- Music
- 13 Jul 04
Displaying more balls than Old Trafford on a Saturday afternoon, Velvet Revolver’s music is much more than the sum of its parts – and that’s saying something.
Let’s be honest, as a band name, ‘Velvet Revolver’ has a rather naff, nineties ring to it. What to expect from a super-group whose principal players had their heyday over ten years ago (and, more importantly, spent the ensuing years dodging drunk tanks and rehab facilities all over America)? Normally, super-groups are a curious breed of band, and are often best avoided. Velvet Revolver, mercifully, are anything but ‘after-the-fact’.
The taut opening of the album, ‘Sucker Train Blues’, suggests that Velvet Revolver’s sound is as vital as any of the young rock bucks out there right now. That is not to say that all the hallmarks of their previous incarnations are not firmly in place; anyone expecting Guns’n’Pilots Mark II will not come away disappointed. After all, Velvet Revolver gives Slash, Duff McKagan and Scott Weiland the chance to relive their former glories, which in all likelihood, they aren’t allowed to do at home because the babies are sleeping.
The album is a picture-perfect paean to all that was/is great about Sunset Strip cock-rock. Though accomplished, ‘Contraband’ is wholly uncouth and excessive; a rabid, bollock-licking dog of an album. ‘Fall To Pieces’ is driven with Slash’s soaring Flying-V solo, and ‘Headspace’ drags its knuckles across the recording studio floor.

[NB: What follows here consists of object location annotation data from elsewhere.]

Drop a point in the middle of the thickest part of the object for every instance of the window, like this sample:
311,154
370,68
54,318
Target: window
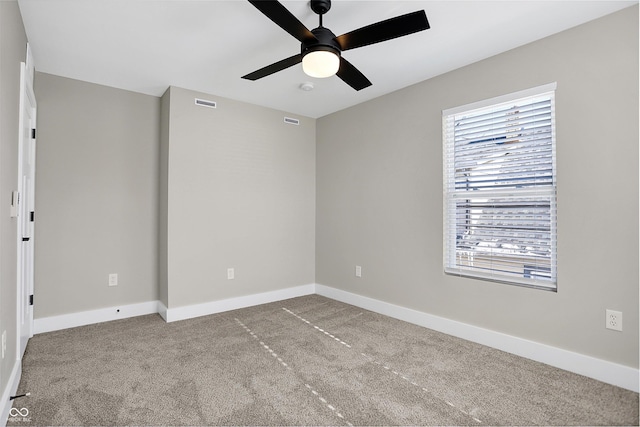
500,189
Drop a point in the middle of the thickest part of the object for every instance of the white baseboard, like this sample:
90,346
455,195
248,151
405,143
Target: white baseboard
72,320
601,370
197,310
10,390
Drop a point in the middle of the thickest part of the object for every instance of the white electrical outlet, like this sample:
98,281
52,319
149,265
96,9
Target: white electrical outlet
614,320
113,279
4,343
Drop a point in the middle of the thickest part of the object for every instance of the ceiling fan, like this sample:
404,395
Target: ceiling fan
321,51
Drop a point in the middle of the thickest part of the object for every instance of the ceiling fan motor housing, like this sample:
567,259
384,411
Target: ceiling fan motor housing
320,6
324,40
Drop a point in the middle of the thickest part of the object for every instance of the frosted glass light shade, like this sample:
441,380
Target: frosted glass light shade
320,64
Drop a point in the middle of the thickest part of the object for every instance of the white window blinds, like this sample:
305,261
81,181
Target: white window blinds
500,189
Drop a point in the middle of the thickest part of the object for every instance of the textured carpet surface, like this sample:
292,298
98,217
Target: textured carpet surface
303,361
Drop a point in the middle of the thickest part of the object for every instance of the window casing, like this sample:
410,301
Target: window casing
500,189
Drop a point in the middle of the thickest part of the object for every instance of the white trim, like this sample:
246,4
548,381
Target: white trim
162,310
197,310
601,370
9,390
72,320
534,91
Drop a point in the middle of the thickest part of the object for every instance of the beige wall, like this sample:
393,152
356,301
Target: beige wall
96,196
241,194
379,193
13,50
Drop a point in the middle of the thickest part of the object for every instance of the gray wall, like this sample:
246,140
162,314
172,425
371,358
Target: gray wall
241,194
163,206
96,196
379,193
13,50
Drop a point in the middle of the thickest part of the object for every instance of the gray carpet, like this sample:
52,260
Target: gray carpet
303,361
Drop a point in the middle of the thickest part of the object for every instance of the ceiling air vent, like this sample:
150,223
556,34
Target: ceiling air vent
205,103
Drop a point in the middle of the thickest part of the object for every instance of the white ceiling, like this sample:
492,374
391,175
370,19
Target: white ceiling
206,45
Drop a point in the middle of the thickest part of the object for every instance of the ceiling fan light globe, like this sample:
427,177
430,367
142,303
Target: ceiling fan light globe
320,64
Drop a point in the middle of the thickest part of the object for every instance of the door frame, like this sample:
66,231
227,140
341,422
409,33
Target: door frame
26,199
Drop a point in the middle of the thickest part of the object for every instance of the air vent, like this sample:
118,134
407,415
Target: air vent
205,103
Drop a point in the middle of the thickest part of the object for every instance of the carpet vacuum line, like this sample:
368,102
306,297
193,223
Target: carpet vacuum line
381,365
286,366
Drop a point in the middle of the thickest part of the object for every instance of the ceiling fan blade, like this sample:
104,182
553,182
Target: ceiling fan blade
274,68
352,76
279,14
384,30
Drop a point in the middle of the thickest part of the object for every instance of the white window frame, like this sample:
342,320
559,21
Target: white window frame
454,259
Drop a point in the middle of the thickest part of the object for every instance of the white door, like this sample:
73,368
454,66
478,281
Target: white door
26,211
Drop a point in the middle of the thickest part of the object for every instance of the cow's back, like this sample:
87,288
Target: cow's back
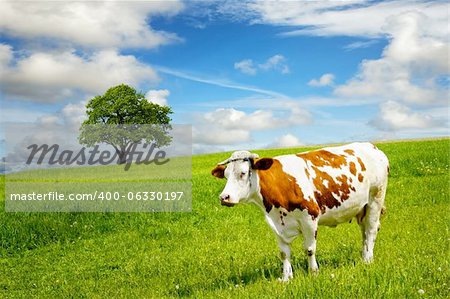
339,179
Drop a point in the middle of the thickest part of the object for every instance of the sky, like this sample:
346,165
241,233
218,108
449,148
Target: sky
244,74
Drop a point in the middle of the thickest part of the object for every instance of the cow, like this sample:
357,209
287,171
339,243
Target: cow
298,192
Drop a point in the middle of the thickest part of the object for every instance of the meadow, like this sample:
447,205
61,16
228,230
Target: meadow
219,252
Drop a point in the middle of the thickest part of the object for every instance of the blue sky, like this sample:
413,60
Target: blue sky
245,74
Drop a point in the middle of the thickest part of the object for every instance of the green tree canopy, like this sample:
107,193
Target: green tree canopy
123,117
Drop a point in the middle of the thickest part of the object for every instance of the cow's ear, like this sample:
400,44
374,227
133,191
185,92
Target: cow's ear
263,163
219,171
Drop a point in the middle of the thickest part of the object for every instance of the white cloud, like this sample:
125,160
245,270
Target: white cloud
246,66
158,96
287,140
276,62
48,77
352,18
409,67
324,80
119,24
226,126
395,116
214,135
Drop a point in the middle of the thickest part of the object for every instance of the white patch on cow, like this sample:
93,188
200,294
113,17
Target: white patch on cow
368,194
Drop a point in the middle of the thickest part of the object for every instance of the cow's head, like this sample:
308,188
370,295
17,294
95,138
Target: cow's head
240,172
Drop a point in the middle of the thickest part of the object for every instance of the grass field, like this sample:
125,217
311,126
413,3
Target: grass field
218,252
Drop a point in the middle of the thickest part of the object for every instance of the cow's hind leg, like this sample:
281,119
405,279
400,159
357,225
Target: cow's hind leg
369,221
309,231
285,254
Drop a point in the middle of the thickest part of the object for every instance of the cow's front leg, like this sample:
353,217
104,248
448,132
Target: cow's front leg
285,254
309,230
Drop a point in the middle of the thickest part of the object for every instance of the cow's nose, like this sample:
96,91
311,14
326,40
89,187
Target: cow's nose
224,197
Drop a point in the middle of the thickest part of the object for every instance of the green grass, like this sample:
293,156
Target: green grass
218,252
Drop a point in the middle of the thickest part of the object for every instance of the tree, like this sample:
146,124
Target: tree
123,117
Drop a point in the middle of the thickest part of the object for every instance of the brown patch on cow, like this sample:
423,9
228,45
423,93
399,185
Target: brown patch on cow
350,152
360,177
363,167
280,189
332,195
360,216
322,158
352,167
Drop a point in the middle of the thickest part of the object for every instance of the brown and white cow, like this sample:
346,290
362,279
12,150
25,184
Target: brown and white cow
299,192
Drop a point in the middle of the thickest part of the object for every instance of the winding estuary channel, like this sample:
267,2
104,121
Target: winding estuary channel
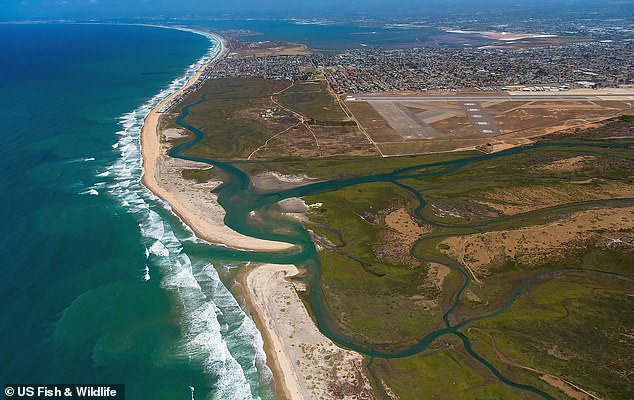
239,198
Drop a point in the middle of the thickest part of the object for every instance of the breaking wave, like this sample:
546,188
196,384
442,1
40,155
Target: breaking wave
217,334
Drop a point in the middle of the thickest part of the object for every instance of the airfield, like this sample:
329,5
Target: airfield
488,121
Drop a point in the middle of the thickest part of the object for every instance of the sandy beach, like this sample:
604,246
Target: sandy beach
306,363
194,204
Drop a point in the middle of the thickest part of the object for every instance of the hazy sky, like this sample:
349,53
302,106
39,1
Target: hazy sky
19,9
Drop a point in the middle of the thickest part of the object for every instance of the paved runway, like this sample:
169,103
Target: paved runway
480,119
479,98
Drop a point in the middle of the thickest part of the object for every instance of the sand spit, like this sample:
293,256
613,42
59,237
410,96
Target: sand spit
194,204
308,364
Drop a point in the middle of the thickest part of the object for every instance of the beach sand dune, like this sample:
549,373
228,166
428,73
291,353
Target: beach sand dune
309,364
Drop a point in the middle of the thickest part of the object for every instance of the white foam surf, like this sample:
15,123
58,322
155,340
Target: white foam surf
216,332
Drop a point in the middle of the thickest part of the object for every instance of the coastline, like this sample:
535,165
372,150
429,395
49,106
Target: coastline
207,224
305,363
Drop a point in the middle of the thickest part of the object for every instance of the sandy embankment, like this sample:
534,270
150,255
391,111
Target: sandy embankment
194,204
306,364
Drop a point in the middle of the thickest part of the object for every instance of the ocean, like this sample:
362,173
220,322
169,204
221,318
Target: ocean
99,284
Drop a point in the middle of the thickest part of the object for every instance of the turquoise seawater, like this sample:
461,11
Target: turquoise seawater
96,285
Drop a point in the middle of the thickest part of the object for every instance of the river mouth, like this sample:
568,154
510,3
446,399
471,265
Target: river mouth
240,200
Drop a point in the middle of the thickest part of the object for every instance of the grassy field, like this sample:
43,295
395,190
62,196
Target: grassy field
246,119
447,373
315,101
568,326
366,293
574,328
230,117
577,327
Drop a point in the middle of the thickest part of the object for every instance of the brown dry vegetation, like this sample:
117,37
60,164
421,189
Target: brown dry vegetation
399,237
511,202
484,252
373,123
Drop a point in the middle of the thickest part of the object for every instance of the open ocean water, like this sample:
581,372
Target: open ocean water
96,285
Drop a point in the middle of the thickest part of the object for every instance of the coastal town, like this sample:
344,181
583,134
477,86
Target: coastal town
589,65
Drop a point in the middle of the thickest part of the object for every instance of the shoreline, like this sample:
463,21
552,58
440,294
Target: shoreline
211,229
305,364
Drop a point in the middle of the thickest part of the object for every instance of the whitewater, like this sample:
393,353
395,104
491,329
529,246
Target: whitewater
216,332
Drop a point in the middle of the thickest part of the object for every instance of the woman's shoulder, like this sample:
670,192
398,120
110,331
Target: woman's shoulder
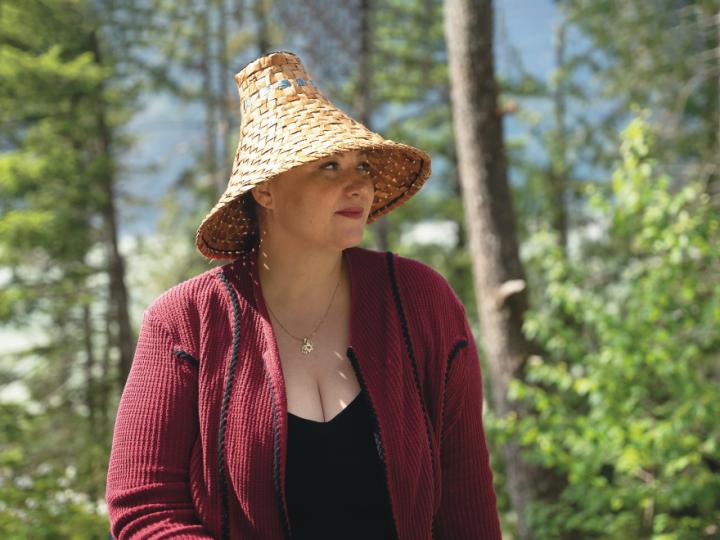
191,296
416,282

Strangely enough, the album is a strange reflection on the turbulent times in which it was created. Weiland, for example, narrowly escaped jail upon signing up to the project, and boy, does it show on ‘Illegal i Song’.
Displaying more balls than Old Trafford on a Saturday afternoon, Velvet Revolver’s music is much more than the sum of its parts – and that’s saying something.